In the outdoors, your tent is your sanctuary. It protects you from the elements, provides a barrier between you and nocturnal critters, and gives you a place to lay your head at night. But even though it does so much for campers’ security and comfort, many neglect to give their tent the care it needs to stay clean and sturdy. To keep your own tent from becoming dilapidated or tattered, use these maintenance tips regularly.
1. Treat it like your home in the outdoors.
Tent floors tend to hold up much better and last longer if you enact a no-shoes policy. Aside from trekking in mud and dirt, the hard soles of hiking boots can damage the tent floor with surprising ease. So, unless you’re in a rush, try to keep your boots’ tread out of the tent.
2. Act quickly on fabric tears and stains.
The walls and roof of any tent, no matter where it’s set up, are bound to sustain a little damage from time to time. From falling acorns to bird droppings, stains and rips are a common sight on a tent’s outer layers. Instead of letting Mother Nature get the best of your shelter, clean off any stains and sew up any tears as soon as you see them. Taking action as the minor damage occurs will avoid a buildup of problems that eventually leads to your tent making its way to the bottom of a trash can.
3. If your tent’s not waterproofed in the factory, do the job yourself.
Though most tents come waterproofed, it doesn’t hurt to reapply after sustaining a few heavy showers. Most home improvement retail stores carry all purpose waterproofing spray that’s perfect for use on tent walls and roofs. A fresh coat of the spray on occasion will help to avoid any uncomfortable leaky tent situations.
4. Store it in a safe place.
Tents that get stowed away in garages or barns can sometimes carry unpleasant surprises waiting to be unfurled. Mice, bugs, and water damage in storage can ruin a packed away tent without you even knowing it. Find an indoor closet or storage area to stash your tent when it’s not in use, and you’ll prevent those surprises from coming to fruition.
5. Bring a small tent maintenance kit on camping trips.

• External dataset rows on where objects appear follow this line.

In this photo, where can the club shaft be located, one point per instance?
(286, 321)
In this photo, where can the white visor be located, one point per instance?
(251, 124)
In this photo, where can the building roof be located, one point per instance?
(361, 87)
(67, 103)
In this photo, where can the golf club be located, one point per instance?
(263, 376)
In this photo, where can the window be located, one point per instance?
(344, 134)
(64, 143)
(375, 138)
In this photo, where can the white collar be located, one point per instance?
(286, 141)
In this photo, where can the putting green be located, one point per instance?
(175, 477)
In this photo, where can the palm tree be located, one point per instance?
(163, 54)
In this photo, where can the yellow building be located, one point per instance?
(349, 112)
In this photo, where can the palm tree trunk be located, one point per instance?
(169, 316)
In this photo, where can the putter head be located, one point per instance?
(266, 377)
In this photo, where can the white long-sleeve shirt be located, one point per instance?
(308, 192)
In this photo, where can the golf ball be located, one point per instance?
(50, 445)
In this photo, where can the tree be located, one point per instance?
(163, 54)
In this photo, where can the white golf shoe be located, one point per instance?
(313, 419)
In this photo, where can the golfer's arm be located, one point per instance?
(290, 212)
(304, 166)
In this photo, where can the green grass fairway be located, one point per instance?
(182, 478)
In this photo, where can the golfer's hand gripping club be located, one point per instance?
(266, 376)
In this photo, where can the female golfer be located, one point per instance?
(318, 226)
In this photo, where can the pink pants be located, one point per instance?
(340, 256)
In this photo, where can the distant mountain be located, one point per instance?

If a problem arises with your tent at the campsite and you have no means of fixing it, you’re up a creek without a paddle. So unless you’d like to try sleeping under the stars, packing a small kit with a needle, thread, washcloth, and cleaning solution isn’t a bad idea.
Like many other important pieces of camping equipment, your tent needs a little TLC from time to time to stay in top shape. While it’s definitely easier to shrug off a little tear or mud on the floor, preventing and taking care of small problems immediately will inevitably keep the big ones from happening too soon.